While this idea seems more like something you would find in a science fiction movie, the truth is that researchers have made in significant breakthrough in brain networking. And exactly as the name suggests, this method involves the linking together of brains in order to make a collective thought network and this is why rat and monkey brains were linked by scientists.
Miguel A. Nicolelis, director of the Centre for Neuroengineering at the Duke University has spent more than 20 years trying to make this science fiction dream a reality. For 25 years Nicolelis, together with his colleagues, have been attempting to decipher signals recorded by some electrodes inserted in brains with the help of some devices that they designed. And now it seems like this time was a time well spent as they had a breakthrough and they wired the brains of animals in order for them to collaborate on tasks.

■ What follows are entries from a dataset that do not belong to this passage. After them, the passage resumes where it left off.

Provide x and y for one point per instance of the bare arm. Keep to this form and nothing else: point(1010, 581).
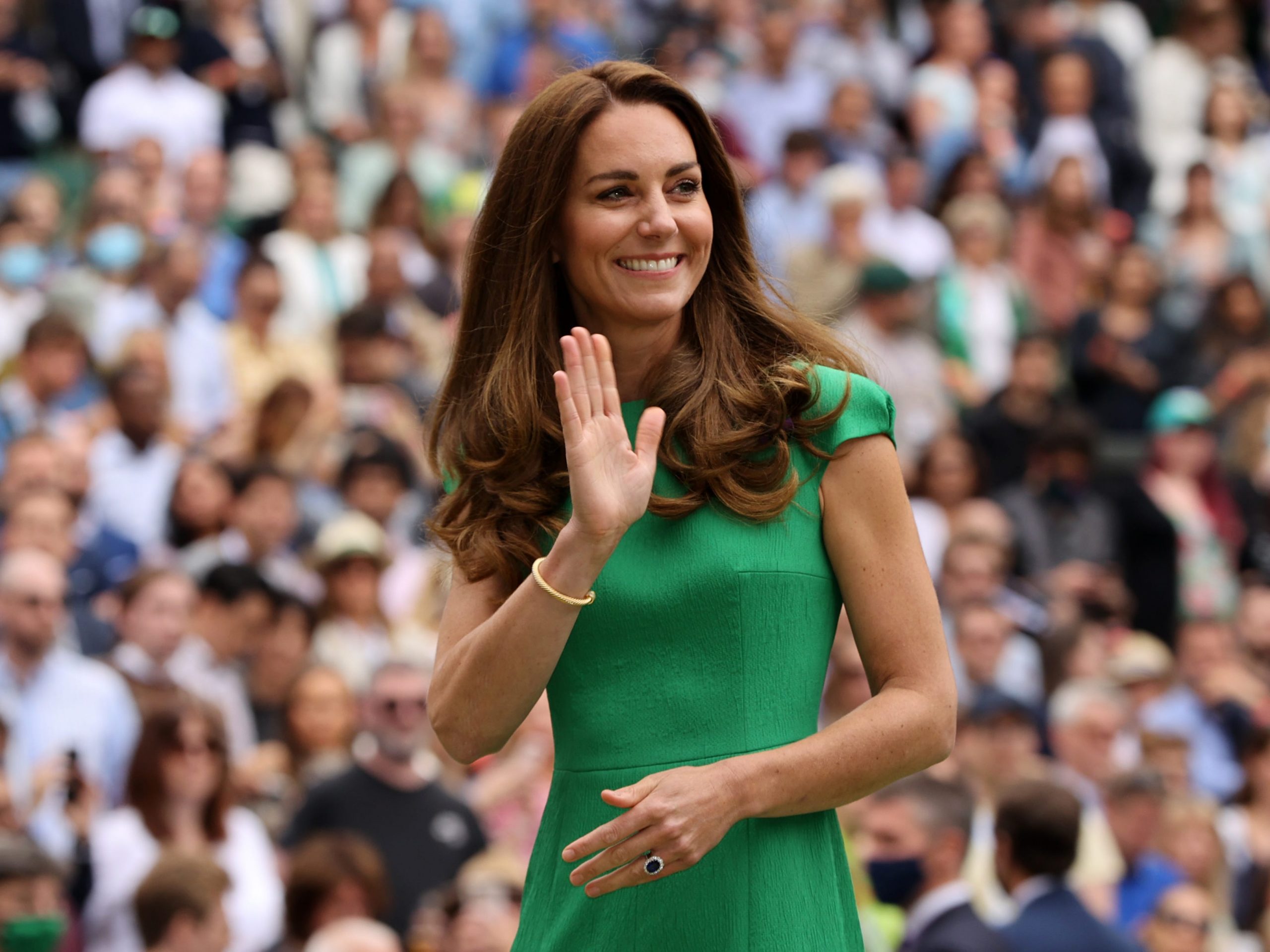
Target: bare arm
point(493, 662)
point(910, 722)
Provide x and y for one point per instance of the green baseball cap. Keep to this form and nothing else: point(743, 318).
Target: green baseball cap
point(1178, 409)
point(885, 278)
point(154, 23)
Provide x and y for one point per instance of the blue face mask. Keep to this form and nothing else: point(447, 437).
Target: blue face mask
point(22, 266)
point(896, 881)
point(115, 248)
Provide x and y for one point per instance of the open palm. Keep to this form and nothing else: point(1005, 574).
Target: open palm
point(610, 481)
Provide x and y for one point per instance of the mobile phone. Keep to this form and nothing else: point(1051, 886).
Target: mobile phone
point(74, 778)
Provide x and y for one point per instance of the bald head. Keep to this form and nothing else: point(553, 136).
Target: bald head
point(32, 603)
point(355, 936)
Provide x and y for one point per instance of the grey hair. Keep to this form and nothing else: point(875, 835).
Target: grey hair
point(355, 935)
point(1075, 697)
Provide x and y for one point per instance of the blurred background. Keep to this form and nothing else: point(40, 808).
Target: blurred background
point(232, 253)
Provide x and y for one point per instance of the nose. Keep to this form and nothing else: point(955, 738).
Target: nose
point(657, 221)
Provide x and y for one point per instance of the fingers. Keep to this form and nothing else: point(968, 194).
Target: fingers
point(614, 857)
point(570, 420)
point(595, 395)
point(652, 422)
point(607, 376)
point(577, 376)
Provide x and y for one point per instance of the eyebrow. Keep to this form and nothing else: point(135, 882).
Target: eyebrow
point(627, 176)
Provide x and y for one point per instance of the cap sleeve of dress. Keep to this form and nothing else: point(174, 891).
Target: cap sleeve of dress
point(869, 411)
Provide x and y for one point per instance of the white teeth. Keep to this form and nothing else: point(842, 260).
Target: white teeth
point(643, 264)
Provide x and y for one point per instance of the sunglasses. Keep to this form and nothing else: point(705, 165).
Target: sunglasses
point(391, 705)
point(1201, 926)
point(197, 749)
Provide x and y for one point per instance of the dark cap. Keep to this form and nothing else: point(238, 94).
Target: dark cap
point(883, 278)
point(154, 23)
point(992, 705)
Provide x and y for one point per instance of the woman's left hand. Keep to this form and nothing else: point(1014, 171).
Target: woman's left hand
point(680, 814)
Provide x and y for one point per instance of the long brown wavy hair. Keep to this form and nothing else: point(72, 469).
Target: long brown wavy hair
point(732, 386)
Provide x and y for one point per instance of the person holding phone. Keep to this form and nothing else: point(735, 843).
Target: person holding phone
point(662, 488)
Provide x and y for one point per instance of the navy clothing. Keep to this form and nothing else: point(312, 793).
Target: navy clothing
point(959, 930)
point(1141, 889)
point(1057, 922)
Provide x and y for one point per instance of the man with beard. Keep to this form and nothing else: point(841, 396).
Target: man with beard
point(423, 833)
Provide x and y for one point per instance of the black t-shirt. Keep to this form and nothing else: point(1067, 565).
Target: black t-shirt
point(425, 834)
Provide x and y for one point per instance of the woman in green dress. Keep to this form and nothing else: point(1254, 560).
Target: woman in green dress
point(629, 414)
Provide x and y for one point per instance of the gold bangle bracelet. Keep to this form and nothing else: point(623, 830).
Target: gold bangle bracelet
point(567, 599)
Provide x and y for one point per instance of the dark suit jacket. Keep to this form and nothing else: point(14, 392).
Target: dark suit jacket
point(959, 930)
point(1057, 922)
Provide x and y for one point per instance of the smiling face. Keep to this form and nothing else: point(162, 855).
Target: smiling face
point(635, 229)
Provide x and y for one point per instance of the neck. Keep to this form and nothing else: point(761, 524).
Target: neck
point(186, 822)
point(636, 347)
point(24, 659)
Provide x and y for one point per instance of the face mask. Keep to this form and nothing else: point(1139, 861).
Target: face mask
point(896, 881)
point(32, 933)
point(22, 266)
point(115, 248)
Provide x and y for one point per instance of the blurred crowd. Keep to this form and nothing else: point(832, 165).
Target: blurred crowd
point(232, 254)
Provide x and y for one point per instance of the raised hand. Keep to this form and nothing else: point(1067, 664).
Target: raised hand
point(609, 480)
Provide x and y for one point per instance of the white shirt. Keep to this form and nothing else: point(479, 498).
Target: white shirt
point(934, 904)
point(198, 366)
point(907, 237)
point(123, 853)
point(67, 702)
point(1033, 889)
point(130, 488)
point(131, 103)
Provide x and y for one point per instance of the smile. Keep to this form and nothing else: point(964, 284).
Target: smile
point(658, 266)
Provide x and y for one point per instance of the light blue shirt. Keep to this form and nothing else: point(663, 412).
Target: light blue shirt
point(1214, 769)
point(67, 704)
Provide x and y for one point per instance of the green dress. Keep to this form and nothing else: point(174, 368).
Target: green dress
point(709, 638)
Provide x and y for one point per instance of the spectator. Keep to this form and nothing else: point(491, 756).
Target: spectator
point(907, 361)
point(1058, 516)
point(1038, 826)
point(1184, 481)
point(915, 841)
point(1135, 806)
point(355, 936)
point(1124, 355)
point(423, 833)
point(898, 229)
point(776, 94)
point(180, 905)
point(1206, 708)
point(824, 277)
point(786, 210)
point(197, 359)
point(134, 466)
point(185, 116)
point(263, 520)
point(258, 358)
point(1060, 248)
point(323, 268)
point(178, 796)
point(55, 701)
point(949, 475)
point(334, 876)
point(981, 309)
point(370, 45)
point(1008, 425)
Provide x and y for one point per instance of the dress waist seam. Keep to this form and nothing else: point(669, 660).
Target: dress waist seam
point(674, 763)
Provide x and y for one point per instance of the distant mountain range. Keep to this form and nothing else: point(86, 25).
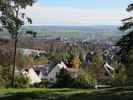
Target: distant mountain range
point(103, 31)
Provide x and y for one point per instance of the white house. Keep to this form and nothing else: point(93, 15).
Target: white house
point(44, 73)
point(32, 75)
point(55, 71)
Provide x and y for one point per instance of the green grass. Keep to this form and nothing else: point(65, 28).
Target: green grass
point(119, 93)
point(45, 90)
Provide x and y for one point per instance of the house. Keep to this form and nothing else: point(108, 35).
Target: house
point(43, 70)
point(52, 75)
point(32, 75)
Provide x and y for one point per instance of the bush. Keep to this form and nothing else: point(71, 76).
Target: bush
point(21, 81)
point(66, 80)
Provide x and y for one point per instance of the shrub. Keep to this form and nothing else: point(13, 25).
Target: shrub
point(66, 80)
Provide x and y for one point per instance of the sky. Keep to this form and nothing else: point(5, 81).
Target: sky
point(78, 12)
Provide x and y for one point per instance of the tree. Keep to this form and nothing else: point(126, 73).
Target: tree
point(97, 58)
point(12, 19)
point(64, 79)
point(76, 62)
point(125, 53)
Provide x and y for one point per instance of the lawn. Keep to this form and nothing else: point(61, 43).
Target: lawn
point(119, 93)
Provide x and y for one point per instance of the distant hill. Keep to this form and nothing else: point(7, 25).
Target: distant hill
point(81, 32)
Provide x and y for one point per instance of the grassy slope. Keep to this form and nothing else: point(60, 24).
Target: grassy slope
point(120, 93)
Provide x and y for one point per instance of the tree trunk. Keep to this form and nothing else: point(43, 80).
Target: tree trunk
point(14, 62)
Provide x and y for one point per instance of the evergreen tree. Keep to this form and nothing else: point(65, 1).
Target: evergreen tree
point(125, 53)
point(12, 19)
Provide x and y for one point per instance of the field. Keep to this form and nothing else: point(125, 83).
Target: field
point(119, 93)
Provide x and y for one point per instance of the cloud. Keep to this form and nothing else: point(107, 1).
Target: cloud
point(45, 15)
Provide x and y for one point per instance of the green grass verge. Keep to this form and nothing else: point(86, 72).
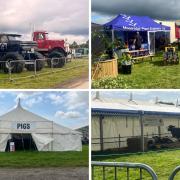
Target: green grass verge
point(145, 74)
point(49, 80)
point(162, 163)
point(44, 159)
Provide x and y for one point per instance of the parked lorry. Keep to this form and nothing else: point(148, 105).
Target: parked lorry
point(13, 52)
point(51, 49)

Nicolelis said that this discovery is the first display of a shared brain to machine interface, something that has been translated very successfully over the last years from clinical applications to studies in animals as well. He believes that these shared brain-machine interfaces will get the same attention and might soon be put into clinical practice.
Four rats had delivered into their brains the same signal in the study and when a digital monitor revealed that their thoughts were in synch the rats were given some water as reward. After some more tests the scientists discovered that they were able to manipulate the patterns in the brains of the animals so that they had a collective thought 87% of the time.
What is even more impressive than this is that the researchers were capable of successfully manipulating three rats in order for them to act as a chain of information processing. This means that they were able to make the first rat create a specific type of activity in the brain and then pass it on next in the chain and so on. After they were successful in their experiment, the scientists focused on monkeys as well. Two monkeys were shown in the study images of a ball and an arm and by giving them similar brain signals the monkeys were capable of working together in order to move the arm next to the ball.
Karen S. Rommelfanger, director at the Neuroethics Program in the Centre of Ethics at the Emory University said that she was very impressed by the experiment and the discovery but that she was a little worried about how this could create potential legal and privacy issues.